Etaient joints à ce courrier un testament olographe du 28 septembre 1985 de J______ et un testament dactylographié du 10 septembre 2012, signé et paraphé par ce dernier, révoquant toutes dispositions testamentaires antérieures. Il désignait dans ce dernier document C______, E______, F______ et D______ comme exécuteurs testamentaires. Il déclarait léguer la propriété de différents biens à son épouse et ses enfants (montres, bijoux, biens situés dans ses bureaux, voitures, etc.) et placer le reste, soit l'essentiel de ses biens, dont notamment un chalet à N______ (France), dans un trust géré par les exécuteurs testamentaires précités dont les bénéficiaires étaient son épouse et ses trois enfants. Il précisait à la clause 18 de ce testament "Ce testament sera interprété conformément aux lois de la Région administrative de L______ et je déclare par la présente que mon domicile est situé dans la Région administrative de L______". Il déclarait, par ailleurs, vouloir être inhumé à K______.
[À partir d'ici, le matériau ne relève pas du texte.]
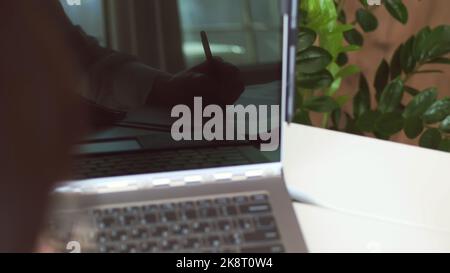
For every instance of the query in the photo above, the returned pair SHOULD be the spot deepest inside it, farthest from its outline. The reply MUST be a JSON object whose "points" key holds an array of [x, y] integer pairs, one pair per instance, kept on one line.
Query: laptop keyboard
{"points": [[243, 223], [147, 162]]}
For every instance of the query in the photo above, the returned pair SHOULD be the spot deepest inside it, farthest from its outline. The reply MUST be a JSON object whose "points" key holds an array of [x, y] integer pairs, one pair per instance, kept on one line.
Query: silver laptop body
{"points": [[187, 210]]}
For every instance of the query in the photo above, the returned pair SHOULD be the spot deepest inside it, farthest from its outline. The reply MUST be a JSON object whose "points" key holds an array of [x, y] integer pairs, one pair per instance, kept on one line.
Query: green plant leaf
{"points": [[398, 10], [354, 37], [391, 96], [313, 59], [412, 91], [306, 38], [420, 103], [430, 139], [366, 122], [314, 81], [381, 78], [348, 71], [437, 112], [323, 104], [441, 60], [444, 145], [389, 124], [342, 59], [413, 127], [366, 20], [445, 125], [362, 100], [396, 63]]}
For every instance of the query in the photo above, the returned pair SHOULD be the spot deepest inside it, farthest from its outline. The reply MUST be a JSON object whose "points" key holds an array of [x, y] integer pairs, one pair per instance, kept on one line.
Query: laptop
{"points": [[137, 189]]}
e) Par plis du 29 août 2019 adressés aux exécuteurs testamentaires désignés, la Justice de paix a indiqué qu'elle détenait des dispositions testamentaires de J______ et sollicitait les originaux de ces dernières afin de pouvoir les transmettre à tous les intéressés.

f) Par courrier du 3 septembre 2019 adressé à la Justice de paix, C______ a précisé qu'une demande de confirmation de leur nomination en qualité d'exécuteurs testamentaires était en cours, l'original du testament de J______ ayant été déposé au Tribunal de L______. Elle précisait que la loi de L______ s'appliquait à la succession et qu'elle informerait la Justice de paix dès que les exécuteurs testamentaires recevraient le "Probate" des tribunaux de L______.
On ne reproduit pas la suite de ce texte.